Where is there a problem with this?


Assuming that’s how it would/could work, the goal is to bypass standard security protection – what essentially amounts to recovering the password via a backdoor. Can you imagine how much time the US economy would spend on doing these “one off” recoveries once Pandora’s Phone is opened? Because it isn’t really a “one off,” is it?

And “Apple’s compliance” doesn’t come into it. You make it sounds as though Apple can pick and choose the cases it will decide to work on, and that this one is special because of who used the phone. That’s the problem with backdoors. Once you unlock the backdoor, it can take decades to lock it again.

My feeling is that if Apple is forced to do this phone, and manages to do it, the company will have 1000s more “one off” requests by year end, and no way to refuse. The process will become onerous enough that it doesn’t feel too far fetched to imagine a court asking Apple to outsource the unlocking process because it can’t meet its legal unlocking obligations in reasonable time.

Oh, and just think: if Apple unlocks the phone and there are some files on it that can’t be accessed due to some third party vendor…guess who’s next to face a forcible-unlock lawsuit? Rinse. Repeat.
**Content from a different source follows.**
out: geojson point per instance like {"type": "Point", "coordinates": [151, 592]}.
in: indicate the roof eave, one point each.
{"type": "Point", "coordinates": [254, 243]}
It’s ‘simply’ that if it is done once then the game is over, period! The gov will force it legally one way or another thereafter and should that prove unacceptable (too time-consuming etc) they will no doubt make sure to have a log etc to follow thereafter no matter the ‘secure server’ used, or anything else. Does it appear they will accept any obstructions to their quest for absolute & complete access to anything they want? The word ‘legal’ will always be debatable & selectively avoidable for them in this quest for ‘terrorists’ and most understand that by now which is at the core of refusal to them, plus, when you make a disaster happen only for the purpose of forcing an agenda and leave thermite evidence laying about can and should trust be regained, no. Citizens mostly do not accept ‘acceptable loss’ as well as the gov might wish lol.


it may not be about creating a back door, but it is about getting access to encrypted data. no matter how you put it they want to bypass the security of the phone. no thank you.


As much as I’m sure we’d all rather this phone were opened so that the government could have access to one terrorist’s information, the unfortunately reality is that Gates, and anyone else who supports the government’s position here are nearsighted. It doesn’t stop here. It’s not just one phone, and if they build this capability, there is a strong chance that it will fall in to the wrong hands or be subject to misuse.

I get that the strong emotional reaction to these heinous acts leads us all to initially dismiss Apple’s position here. That’s human nature. However, if we step back for even a moment and consider the broader consequences, I can’t see how anyone would see this as advisable.


This appears to be an opposing opinion from the former head of Microsoft. But in fact Microsoft is/was fighting the release of email on an Irish server.

I know it’s not the same principal of law at work, but both open the door to the same slippery slope.

And who will ever need more than 640 K of ram anyways….


“Apple would own this [hacked iOS] software…… It wouldn’t be, and shouldn’t be run from anything other than a very secure Apple server.”

So unlike

Microsoft Source Code – October, 2000
Google – May 2013
NSA (Snowden) – May 2013
US Military Weapons Systems Designs – May 2013
Kaspersky Labs – June 2015
US Office of Personnel Management – Sep 2015
Apple App Dev Xcode – Sep 2015
Nato – Oct 2015

Apple are (clearly not!) convinced their secure Apple Server can remain “secure”?
And no-one in their team could possibly be employed by a foreign power or Hacker Team?
And they don’t employ a “Chelsea Manning” (Nee Bradley) or an “Edward Snowden”?

Great! So what could possibly go wrong?